After some repetition, it is likely that you can just hold your hand out, with or without the verbal cue, and your dog will reach out for the shake. Click/reward and practice often.
This is a trick that is definitely worth practicing when you take your Lhasa Apso with you to new places. Not only does it make a cute and memorable greeting, it is an excellent alternative behavior to problem greetings such as jumping up.
The Spin Method
With a treat in your hand, lure your Lhasa Apso around in a clockwise circle. When she gets all the way around, click/reward. Now do the same, but with a counter clockwise circle. Click/reward again.
Repeat the last step 15-20 times, however, transition from actually using a treat to lure her, to just pointing your finger around the circle. Continue to click/treat every successful turn, making sure you are paying attention to direction and practicing both ways.
Train both the clockwise and counterclockwise turns, alternating somewhat randomly. If she gets confused, go back to the bigger motions if you need to help her remember. Ignore failures and just reward every correct spin.
Start to abbreviate your hand motion as much as you can. You may start moving your hand all the way around your dog, but you want to end up by only drawing a small circle in the air with your index finger. Both directions need to have their own cue, but you can just switch the direction of the circle you make with your finger.
Once you have your non-verbal cue where you want it, and you are getting the behavior reliably, you can add your verbal cue. Say “Spin right,” then give the non-verbal cue for a clockwise spin, then click/reward success. With practice, either the verbal or non-verbal cue will work in either direction.
The Beg Method
Start with your dog in a sitting position. Using a treat held in your fingers, try to bribe your dog to lift his front feet off the floor by moving the treat slowly just out of reach above and slightly back from his face. As soon as you get even the slightest lift of the front paws, click/treat.
Fade the lure
Continue the first step over several repetitions. However, start to try to get him to follow your hand even without the treat in it as you continue to repeat, followed by a click/reward for a successful lift and treating from the other hand.
Gradually start to abbreviate your motion so that you are giving less and less of a hint as to what you expect. If you have done enough repetition, you should be able to transition from the luring move to the new hand signal (whatever you want that to be) in 10-20 repetitions.

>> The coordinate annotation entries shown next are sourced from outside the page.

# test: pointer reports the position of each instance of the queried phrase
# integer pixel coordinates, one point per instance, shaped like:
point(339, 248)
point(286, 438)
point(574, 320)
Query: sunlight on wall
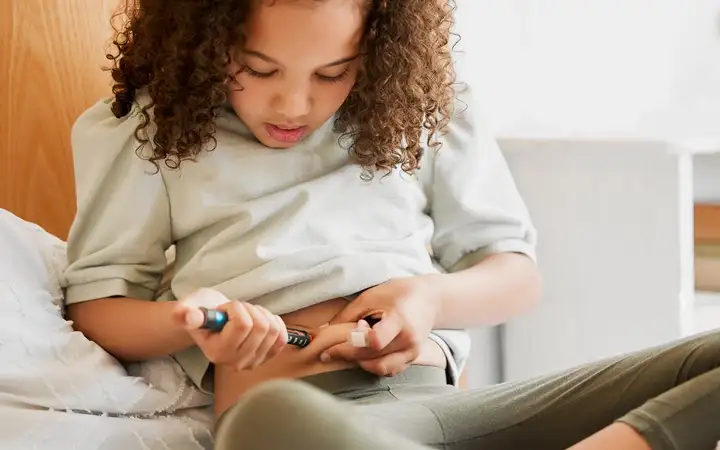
point(595, 68)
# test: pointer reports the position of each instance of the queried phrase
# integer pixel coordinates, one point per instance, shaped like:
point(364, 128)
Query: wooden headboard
point(51, 58)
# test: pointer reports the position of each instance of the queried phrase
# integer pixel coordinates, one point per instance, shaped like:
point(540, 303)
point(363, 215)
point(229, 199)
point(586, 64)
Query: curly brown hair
point(178, 51)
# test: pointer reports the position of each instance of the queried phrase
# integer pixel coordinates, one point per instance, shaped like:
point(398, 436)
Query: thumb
point(353, 312)
point(187, 317)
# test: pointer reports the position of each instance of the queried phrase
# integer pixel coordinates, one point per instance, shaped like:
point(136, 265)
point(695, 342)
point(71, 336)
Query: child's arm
point(130, 329)
point(484, 236)
point(488, 293)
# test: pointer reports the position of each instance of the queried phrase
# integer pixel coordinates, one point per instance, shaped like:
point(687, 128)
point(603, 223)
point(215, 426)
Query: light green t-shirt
point(284, 228)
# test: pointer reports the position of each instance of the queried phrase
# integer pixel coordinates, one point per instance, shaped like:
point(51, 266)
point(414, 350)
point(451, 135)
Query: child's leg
point(670, 396)
point(293, 415)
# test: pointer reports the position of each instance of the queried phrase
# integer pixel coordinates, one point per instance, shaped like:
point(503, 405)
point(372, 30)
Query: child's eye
point(255, 73)
point(334, 79)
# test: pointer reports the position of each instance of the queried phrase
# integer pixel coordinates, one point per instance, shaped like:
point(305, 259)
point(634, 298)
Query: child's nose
point(294, 104)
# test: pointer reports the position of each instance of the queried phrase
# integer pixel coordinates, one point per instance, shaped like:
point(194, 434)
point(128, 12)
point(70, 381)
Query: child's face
point(301, 61)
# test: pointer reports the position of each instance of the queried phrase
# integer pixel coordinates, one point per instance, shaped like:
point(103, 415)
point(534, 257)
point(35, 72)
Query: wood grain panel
point(707, 223)
point(51, 55)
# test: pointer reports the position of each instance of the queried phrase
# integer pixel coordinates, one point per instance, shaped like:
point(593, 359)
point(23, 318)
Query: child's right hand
point(252, 335)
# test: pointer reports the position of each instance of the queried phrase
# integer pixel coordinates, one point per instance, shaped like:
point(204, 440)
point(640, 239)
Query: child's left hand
point(407, 309)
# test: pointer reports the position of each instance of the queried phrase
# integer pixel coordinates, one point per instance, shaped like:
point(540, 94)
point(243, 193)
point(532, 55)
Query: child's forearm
point(500, 287)
point(130, 329)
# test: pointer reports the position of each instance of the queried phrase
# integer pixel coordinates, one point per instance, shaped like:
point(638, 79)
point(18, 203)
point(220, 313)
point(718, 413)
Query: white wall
point(707, 176)
point(615, 251)
point(595, 68)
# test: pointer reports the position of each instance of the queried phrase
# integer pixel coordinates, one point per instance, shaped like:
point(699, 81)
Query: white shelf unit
point(615, 224)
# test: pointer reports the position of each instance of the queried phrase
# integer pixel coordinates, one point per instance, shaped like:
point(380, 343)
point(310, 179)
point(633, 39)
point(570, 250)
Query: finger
point(348, 352)
point(187, 317)
point(388, 365)
point(385, 331)
point(249, 347)
point(356, 309)
point(270, 340)
point(239, 325)
point(281, 340)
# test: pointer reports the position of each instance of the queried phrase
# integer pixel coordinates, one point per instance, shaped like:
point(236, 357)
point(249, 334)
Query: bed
point(58, 390)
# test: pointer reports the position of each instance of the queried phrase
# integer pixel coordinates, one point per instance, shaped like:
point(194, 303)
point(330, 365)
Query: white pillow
point(45, 364)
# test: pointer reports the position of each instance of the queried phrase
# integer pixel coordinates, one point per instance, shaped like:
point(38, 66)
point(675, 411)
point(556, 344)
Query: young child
point(315, 162)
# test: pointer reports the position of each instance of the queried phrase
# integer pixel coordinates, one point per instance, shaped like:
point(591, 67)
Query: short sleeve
point(117, 242)
point(474, 203)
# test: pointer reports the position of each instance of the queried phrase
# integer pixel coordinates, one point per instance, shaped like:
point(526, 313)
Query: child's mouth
point(286, 134)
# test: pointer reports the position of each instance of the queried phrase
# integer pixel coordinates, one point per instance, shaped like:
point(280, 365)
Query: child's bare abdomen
point(294, 362)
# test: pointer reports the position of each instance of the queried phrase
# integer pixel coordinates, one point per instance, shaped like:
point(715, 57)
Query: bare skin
point(297, 67)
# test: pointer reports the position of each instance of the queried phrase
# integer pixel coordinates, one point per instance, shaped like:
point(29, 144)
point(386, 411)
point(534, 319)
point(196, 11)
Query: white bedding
point(58, 390)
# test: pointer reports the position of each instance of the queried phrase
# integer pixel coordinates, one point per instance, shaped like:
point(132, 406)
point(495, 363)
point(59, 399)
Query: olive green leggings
point(669, 394)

Once you are getting some lift of the front paws from the hand signal reliably, then you can start to refine the movement until the beg looks the way you want it. Just start to wait for a little bit more lift, a little bit more bend in the paws, and reward the most exaggerated examples of the beg until you have it just where you want it.
Add the verbal cue for this trick after you have it totally down pat with the non-verbal cue. Just start saying it immediately before you give the hand signal and you will find that in time your pooch will beg based on either a verbal or non-verbal cue.